What I think we’re getting from Barclays is an understanding of where we need to grow as a business and what kind of services we might need. I have to stay abreast of hundreds of things going on in the business and the last thing I want to worry about is if I’m banking with the right bank. It’s about trust. I know I can trust Barclays to deliver the banking service I need.

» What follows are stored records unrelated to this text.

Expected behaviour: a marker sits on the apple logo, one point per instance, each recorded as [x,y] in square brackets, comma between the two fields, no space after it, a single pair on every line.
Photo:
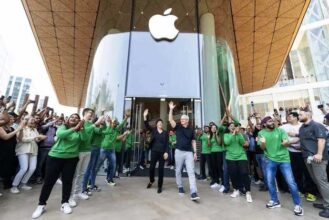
[162,27]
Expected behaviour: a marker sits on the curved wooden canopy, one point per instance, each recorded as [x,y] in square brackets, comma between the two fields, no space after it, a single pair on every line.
[260,34]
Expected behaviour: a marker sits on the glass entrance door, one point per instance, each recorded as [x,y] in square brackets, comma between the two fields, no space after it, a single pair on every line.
[158,108]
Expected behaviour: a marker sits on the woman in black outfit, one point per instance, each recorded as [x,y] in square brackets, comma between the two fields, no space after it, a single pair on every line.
[159,146]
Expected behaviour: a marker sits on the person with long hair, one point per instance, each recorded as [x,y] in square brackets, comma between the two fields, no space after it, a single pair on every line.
[216,157]
[237,162]
[62,161]
[26,151]
[7,153]
[159,146]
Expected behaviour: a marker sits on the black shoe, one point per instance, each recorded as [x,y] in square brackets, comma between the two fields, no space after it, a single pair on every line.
[181,191]
[318,205]
[324,213]
[149,185]
[194,197]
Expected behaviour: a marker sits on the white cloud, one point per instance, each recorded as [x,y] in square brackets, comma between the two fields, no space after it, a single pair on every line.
[21,46]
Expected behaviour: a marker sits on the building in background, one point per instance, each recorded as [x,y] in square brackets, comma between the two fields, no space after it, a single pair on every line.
[305,77]
[17,88]
[5,67]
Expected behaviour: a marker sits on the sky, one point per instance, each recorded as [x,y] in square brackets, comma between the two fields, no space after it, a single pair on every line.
[24,56]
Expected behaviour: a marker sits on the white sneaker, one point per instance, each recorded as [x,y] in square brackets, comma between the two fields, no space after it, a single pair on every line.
[235,193]
[83,196]
[214,186]
[14,190]
[38,212]
[221,189]
[26,187]
[72,203]
[59,182]
[66,208]
[248,196]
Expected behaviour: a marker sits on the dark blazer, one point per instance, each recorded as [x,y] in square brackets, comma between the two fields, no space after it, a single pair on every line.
[154,133]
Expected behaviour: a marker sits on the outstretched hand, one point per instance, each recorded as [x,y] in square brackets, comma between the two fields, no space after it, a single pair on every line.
[171,105]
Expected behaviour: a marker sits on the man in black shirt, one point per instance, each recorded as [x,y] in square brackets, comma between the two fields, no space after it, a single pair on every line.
[185,152]
[159,144]
[313,137]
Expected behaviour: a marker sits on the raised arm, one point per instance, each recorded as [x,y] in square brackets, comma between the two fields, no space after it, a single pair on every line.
[171,118]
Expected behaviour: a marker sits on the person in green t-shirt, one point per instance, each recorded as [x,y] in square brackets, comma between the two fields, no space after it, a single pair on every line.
[111,139]
[62,161]
[274,142]
[214,141]
[205,157]
[172,146]
[129,143]
[237,162]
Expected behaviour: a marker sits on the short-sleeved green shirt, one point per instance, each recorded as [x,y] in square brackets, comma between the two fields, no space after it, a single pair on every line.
[274,150]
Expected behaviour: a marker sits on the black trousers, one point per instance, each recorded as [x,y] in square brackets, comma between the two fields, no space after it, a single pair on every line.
[41,164]
[239,174]
[54,168]
[216,167]
[119,156]
[205,159]
[302,177]
[128,153]
[155,157]
[8,165]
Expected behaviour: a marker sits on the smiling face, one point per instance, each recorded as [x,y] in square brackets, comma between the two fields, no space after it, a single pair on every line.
[4,119]
[73,120]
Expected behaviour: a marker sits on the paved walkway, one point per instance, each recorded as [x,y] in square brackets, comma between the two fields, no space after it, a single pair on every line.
[132,201]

What are your plans for the future?
We want to become a recognised global name in satellite structures and maybe even a household name. We’re working on some very exciting ideas that aren’t in the public domain at the moment. We’re filing a whole range of patents so hopefully we’ll be in a position to discuss a genuinely disruptive way of what satellites on orbit actually looks like – I’ll just say the project has a working name of ‘OrigamiSat’.
I want to see Oxford Space Systems recognised as a national asset for the UK. We’re a British company developing British technology and working with British suppliers – I’d love to keep Oxford Space Systems British but dominating the global space sector. I’ve got lofty ambitions for the business so I need people that are able to accommodate that vision. I need a bank that has international presence, that has credibility and that supports what I want to achieve. I think I’ve found that with Barclays.